Mobile apps often use analytics infrastructures to gather data on app performance and user behaviors. There are significant privacy concerns about the collection and use of such data. Legislative efforts and societal demands are calling for increased transparency and well-defined compromises between the utility of data gathering and the corresponding loss of privacy. This project will improve the privacy of mobile app analytics by employing differential privacy, which provides a rigorous theory and a powerful algorithmic framework for privacy-preserving analysis. Integration of research and education will develop the expertise of developers of mobile apps and data analyses. Recruitment of underrepresented students will contribute to increased diversity in computing. The project will advance the important area of user privacy, in an environment with rapidly-increasing societal and legislative demands for privacy.

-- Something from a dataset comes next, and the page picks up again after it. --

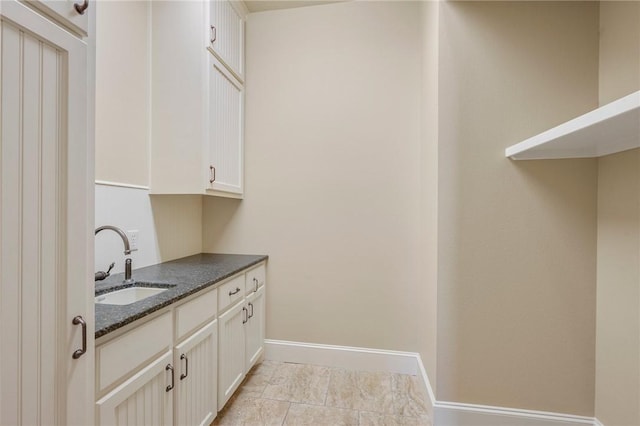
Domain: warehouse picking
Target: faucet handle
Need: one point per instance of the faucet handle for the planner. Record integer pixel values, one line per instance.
(100, 275)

The investigators will develop rigorous and quantifiable privacy mechanisms in mobile-app analytics by leveraging the theory of local differential privacy (LDP). The first contribution of the project will be the design and implementation of PrivAid, a conceptual approach and related software tools for deploying LDP analyses in widely-used infrastructures for mobile-app analytics. Based on this foundation, several algorithms targeting important software analyses will be developed using novel techniques for randomization and sampling: (1) edge/path profiling in control-flow graphs; (2) analyses of heavy hitters for event profiling and graph profiling; (3) profiling under continuous observation. The public release of PrivAid, software analyses, and experimental subjects will enable the development and evaluation of future LDP software analyses.
This award reflects NSF's statutory mission and has been deemed worthy of support through evaluation using the Foundation's intellectual merit and broader impacts review criteria.